Namun, ibarat mata pisau, hukum di Indonesia hanya tajam kebawah dan tumpul keatas. Hukum hanya menyentuh masyarakat miskin. Sebaliknya, masyarakat kaya sulit tersentuh oleh hukum. Seakan-akan rasa keadilan telah hilang. Lebih lanjut, ujuan hukum untuk memberikan keadilan dan manfaat cenderung terabaikan. Sebaliknya tujuan hukum untuk memberikan kepastian hukum hanya dijadikan alasan pembenar bagi para penegak hukum. Norma hukum dijadikan pedoman baku tanpa mempertimbangkan kepentingan lainnya.
Ketidakadilan
Kasus Nenek Minah contohnya. Kasus yang cukup membuat miris kita semua. Lantaran sang nenek hanya mengambil 3 buah kakao yang tak lebih harganya dari Rp 2.000,-.. Bahkan dia sendiri tidak menyangka perbuatannya akan mengantarkan dia ke dalam penjara. Yang dia tahu norma hukum melalui keputusan hakim menjeratnya dengan hukuman 1,5 bulan kurungan dan 3 bulan masa percobaan di usia senjanya. Hal ini berbanding terbalik dengan para pejabat yang terindikasi korupsi. Mereka tak sedikitpun tersentuh oleh hukum.

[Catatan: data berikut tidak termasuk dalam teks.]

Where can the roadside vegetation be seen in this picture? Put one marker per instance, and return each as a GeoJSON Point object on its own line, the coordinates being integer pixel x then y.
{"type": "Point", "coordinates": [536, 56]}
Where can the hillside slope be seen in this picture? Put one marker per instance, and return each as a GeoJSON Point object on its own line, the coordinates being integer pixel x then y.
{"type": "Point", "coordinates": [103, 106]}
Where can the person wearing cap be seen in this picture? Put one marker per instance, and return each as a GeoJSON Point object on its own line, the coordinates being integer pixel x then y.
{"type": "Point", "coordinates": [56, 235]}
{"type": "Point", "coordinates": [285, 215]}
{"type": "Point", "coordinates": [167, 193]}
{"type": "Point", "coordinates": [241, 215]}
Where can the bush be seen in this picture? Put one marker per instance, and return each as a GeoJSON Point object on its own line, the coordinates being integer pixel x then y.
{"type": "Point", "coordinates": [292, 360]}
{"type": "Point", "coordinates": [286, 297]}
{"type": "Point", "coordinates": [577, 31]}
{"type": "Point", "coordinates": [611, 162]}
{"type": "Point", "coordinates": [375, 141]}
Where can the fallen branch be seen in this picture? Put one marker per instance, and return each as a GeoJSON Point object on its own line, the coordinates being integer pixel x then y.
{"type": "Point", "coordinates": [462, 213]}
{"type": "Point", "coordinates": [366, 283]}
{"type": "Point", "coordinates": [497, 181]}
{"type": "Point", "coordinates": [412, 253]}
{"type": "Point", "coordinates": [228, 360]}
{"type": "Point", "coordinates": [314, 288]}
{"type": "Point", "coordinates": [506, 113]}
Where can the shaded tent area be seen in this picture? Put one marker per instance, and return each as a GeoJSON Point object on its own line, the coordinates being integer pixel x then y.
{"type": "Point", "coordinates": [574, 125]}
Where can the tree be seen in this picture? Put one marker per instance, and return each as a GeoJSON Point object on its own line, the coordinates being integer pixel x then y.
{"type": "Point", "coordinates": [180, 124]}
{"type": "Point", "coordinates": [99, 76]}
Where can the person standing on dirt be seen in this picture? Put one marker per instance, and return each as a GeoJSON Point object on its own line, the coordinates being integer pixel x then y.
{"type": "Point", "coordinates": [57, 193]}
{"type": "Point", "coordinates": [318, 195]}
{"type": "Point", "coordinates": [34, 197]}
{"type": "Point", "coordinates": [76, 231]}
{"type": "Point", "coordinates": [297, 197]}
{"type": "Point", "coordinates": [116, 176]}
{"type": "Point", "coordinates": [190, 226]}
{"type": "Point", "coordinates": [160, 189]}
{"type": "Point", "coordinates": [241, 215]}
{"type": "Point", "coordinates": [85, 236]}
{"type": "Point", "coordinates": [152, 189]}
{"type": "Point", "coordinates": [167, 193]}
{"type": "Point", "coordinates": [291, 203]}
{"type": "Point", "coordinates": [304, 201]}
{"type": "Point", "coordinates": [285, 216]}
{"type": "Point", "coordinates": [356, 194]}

Lain Nenek Minah lain pula Syaukani. Sang koruptur akhirnya menghirup udara segar setelah mendapatkan remisi presiden. Hanya alasan kondisi kesehatan yang menjadi pertimbangan presiden. Tanpa menimbang penderitaan masyarakat akibat ulah dari perbuatan Syaukani. Tentunya kejadian ini membuat keadilan masyarakat terusik. Wajar apabila masyarakat terus bertanya. Dimanakah keadilan di negeri ini . Masih adakah keadilan di negeri ini.
Salah Arah
Pada dasarnya hukum adalah sarana untuk mencari keadilan. Dimana hukum diharapkan mampu menegakkan nilai-nilai keadilan ditengah-tengah masyarakat. Karena sifat hukum itu sendiri adalah untuk mengatur kehidupan di tengah masyarakat. Hukumpun dapat dipaksakan dalam pelaksanaannya. Dan setiap pelanggaran yang dilakukan akan mendapatkan sanksi. Walaupun terkadang sanksi yang diberikan terlalu kaku.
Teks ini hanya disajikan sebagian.